Mas voltando à questão da negociação, essa ideia de reunir todos os países principais para isolar a China e ter um acordo já estabelecido com o Ocidente, os principais parceiros, e depois tentar forçar a China, isolar a China para depois negociar com ela com este grande bloco, até pode dar certo, mas é curioso como a estratégia do Trump, ela é tão antagônica. E pela postura dele, pelo comportamento, ele está alienando não apenas os aliados, mas também os inimigos, domésticos e externos. Cara, é impressionante. E a última fala dele aqui, que é realmente execrável, eu diria vergonhosa, que disse o seguinte – até vou colocar aqui pra gente ver, das palavras dele – foi num evento ontem à noite, na terça-feira. Então, olha só que coisa mais assim bizarra, ele fala isso de que os países estão ligando para ele, vários países que estão beijando o traseiro dele, que implorando para fazer um negócio, que eles farão qualquer coisa, que eles querem um acordo com Trump. Cara, é assim, um líder, presidente da principal nação do planeta, se comportasse assim, falasse dessa maneira, e com seus aliados, ainda na minha visão, isso aqui é extremamente contraproducente, o que pode até no limite inviabilizar esse grande acordo com os demais países, porque clima, que ambiente vai ter para negociação quando aquele com quem você está negociando se comporta dessa maneira? Mas enfim, espero que eu esteja errado, que Trump consiga alcançar esses acordos e aí consiga negociar com a China e finalmente acabemos com toda essa incerteza tarifária. Mas ainda é incerto.
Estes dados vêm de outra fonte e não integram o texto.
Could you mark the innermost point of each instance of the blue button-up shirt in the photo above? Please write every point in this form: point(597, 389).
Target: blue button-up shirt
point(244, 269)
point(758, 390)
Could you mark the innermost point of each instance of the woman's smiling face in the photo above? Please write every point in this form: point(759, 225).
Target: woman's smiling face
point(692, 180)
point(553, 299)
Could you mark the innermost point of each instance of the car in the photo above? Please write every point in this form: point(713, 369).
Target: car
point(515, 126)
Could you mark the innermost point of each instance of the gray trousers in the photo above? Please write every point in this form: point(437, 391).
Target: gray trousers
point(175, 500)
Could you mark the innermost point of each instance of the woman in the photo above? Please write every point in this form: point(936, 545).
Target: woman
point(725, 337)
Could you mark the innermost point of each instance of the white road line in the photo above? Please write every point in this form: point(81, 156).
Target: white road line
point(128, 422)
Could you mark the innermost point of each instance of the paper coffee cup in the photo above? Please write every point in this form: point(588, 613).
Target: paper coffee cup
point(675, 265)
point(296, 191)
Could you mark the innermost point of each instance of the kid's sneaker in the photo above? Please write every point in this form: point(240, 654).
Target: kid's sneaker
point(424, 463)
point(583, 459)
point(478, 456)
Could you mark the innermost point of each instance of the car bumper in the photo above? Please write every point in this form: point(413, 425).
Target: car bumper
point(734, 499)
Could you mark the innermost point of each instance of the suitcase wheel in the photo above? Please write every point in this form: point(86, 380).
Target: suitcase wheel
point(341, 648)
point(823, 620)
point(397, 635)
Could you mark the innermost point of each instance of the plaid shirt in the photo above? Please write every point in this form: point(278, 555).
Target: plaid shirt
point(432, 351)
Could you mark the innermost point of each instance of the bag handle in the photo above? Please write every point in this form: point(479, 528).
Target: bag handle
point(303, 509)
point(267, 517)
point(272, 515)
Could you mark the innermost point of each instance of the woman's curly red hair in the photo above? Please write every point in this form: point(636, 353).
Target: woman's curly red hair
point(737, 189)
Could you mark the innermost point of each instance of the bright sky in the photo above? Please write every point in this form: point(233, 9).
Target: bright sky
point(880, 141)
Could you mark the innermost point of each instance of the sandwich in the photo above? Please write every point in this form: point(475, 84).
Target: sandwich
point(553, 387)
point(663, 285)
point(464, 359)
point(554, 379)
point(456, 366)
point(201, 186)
E só para também dois pontos, pontos mais, antes de falar do que pode estar quebrando no sistema, vale a pena comentar um pouco das rusgas que aparecem dentro do governo Trump entre seus principais aliados, como aconteceu agora com o Peter Navarro, que é um assessor sênior de comércio e que é dos mais radicais e que tem as piores ideias no que tange o comércio global, protecionismo; ele é um grande defensor das tarifas, e ele criticou o Elon Musk em entrevistas com a TV americana, e o Elon Musk respondeu no X dizendo que o Peter Navarro é um idiota e que é mais burro que um saco de tijolos. Então, a gente começa a ver essas rixas internas e talvez alguns aliados do Trump começando a abandonar o barco ou pelo menos criticando esses posicionamentos, porque com essa estratégia tão extremada, que está trazendo volatilidade, possivelmente recessão, é claro que tem muita gente que já critica Trump, muitos que eram eleitores e que defenderam Trump, por exemplo, o investidor Bill Ackman, ele é um que tem criticado agora consistentemente, tá muito preocupado com tudo, antes grande defensor, agora já quase jogando a toalha e implorando para que pare com essas medidas e cheguem logo a um acordo, porque o que está acontecendo está sendo muito prejudicial pros mercados, pra economia e para, no fim das contas, para o cidadão americano, pros trabalhadores, porque uma recessão não será algo bom. E aí que eh a questão final, antes de falar do que está quebrando no sistema, que o tiro pode ser pela culatra: o Trump pode ter a sua estratégia de negociação, pode ser um excelente persuasor, mas ele não tem tudo sob controle, e as coisas podem eh eles podem perder a mão da situação, e daqui a pouco não conseguir atingir os objetivos de comércio, pode antagonizar mais os aliados, daqui a pouco isso pode levar a Europa e outros países, em vez de se aliar com os Estados Unidos, de se aproximar com outros países, até mesmo com a China. Então, eles não têm tudo sob controle; não adianta aqueles que amam o Trump, defendem com unhas e dentes, endeusá-lo e achar que ele é o maior negociador do planeta e conseguirá tudo que ele que ele está tentando. Não é assim que funciona, a coisa é muito complexa, economia, mercados. Então, infelizmente, tem muita incerteza no ar ainda.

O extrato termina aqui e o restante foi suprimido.